The concept described in this article seems so simple that it’s surprising no one has done it before: mapping the masses and radii of all categories of objects, from subatomic particles to superclusters of galaxies, onto a global map.
Now Dr. Charles Lineweaver and graduate student Vihan Patel finally made it happen, the results raises some very intriguing and perhaps even disturbing questions.
Lineweaver and Patel used a logarithmic plot because nothing else could cover such a wide range of values, both in size and mass. Some areas are completely ‘forbidden’ by the known laws of physics, and this is where quantum mechanics comes into play.
“Quantum mechanics blurs the nature of what it really means to be a single object [referring to fundamental particles],” said Patel.
Perhaps the most important part of the diagram (below) is the black line that separates the area labeled “forbidden by gravity” from the space populated by known objects. Black holes are located along this line.
“The more mass a black hole has, the lower its density,” Lineweaver explains.
Although the left side of the line is theoretical, astronomers have observed a range of black hole sizes, from the remnants of collapsing stars to the largest supermassive black holes. So this pattern has been identified and understood.
However, if we follow the line upwards, we learn that the entire observable universe – the region within the Hubble radius (volume) – is also on this line.
In other words, if a black hole were the same size as the universe we see, it would have the same density as the universe. Maybe our universe is a gigantic black hole? If the answer is yes, what does that mean?

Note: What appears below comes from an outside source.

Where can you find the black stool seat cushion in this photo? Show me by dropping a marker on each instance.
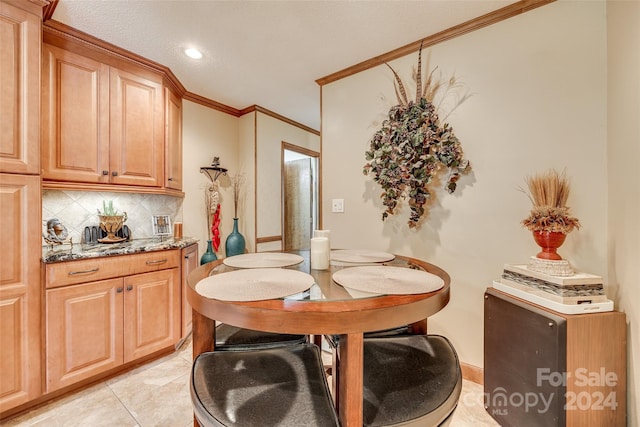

Lineweaver noted that he and Patel are not the first scientists to wonder whether the entire universe could be a black hole, although others have come to this idea in other ways.
The measure of mass chosen by Lineweaver and Patel includes dark matter and dark energy (since energy and mass are interchangeable). As the universe expanded within the Hubble radius, its total mass/energy also increased due to the increase in dark energy.
Billions of years ago, when Hubble’s radius was much smaller, the universe was also in the line of black holes, so its position is unlikely to be a mere coincidence.
Lineweaver notes that an event horizon exists around the observable universe (meaning that 94% of the galaxies in the universe are perpetually beyond our reach), just as there exists around a black hole, and this is just one of the parallels between them.
However, Lineweaver also emphasized that because the universe is a black hole, it requires the assumption that everything outside the Hubble radius is zero-density Minkowski space (roughly a vacuum). Most cosmologists, including Lineweaver, consider this a bad assumption, leaving the implications of their world map unclear.
“The universe could be an inside-out black hole,” he added.
Overall, the scientist believes that this issue requires much more attention.
The obstacle to answering the question of whether the universe is a black hole, or at least something related to it, is that we know nothing about the inner workings of black holes. As Stephen Hawking and Roger Penrose noted, general relativity and quantum mechanics provide different answers to such questions, and this contradiction has not gone away.
The map also raises questions about the nature of the universe’s beginnings. “On the smaller side, the place where quantum mechanics and general relativity meet is the smallest possible object – an instanton,” Patel said.
“This plot suggests that the universe may have started out as an instanton, which has a specific size and mass, rather than as a singularity, which is a hypothetical point of infinite density and temperature.”
Instanton is a special kind of fluctuation of a quantum field in a vacuum, in which a strong gluon field spontaneously flares up and goes out.
Although the term “singularity” is much more associated in the public consciousness with the Big Bang, Lineweaver said people should become more familiar with the instanton, which he sees as a more plausible model for the origin of the universe.
The research has been published open access in the American Journal of Physics.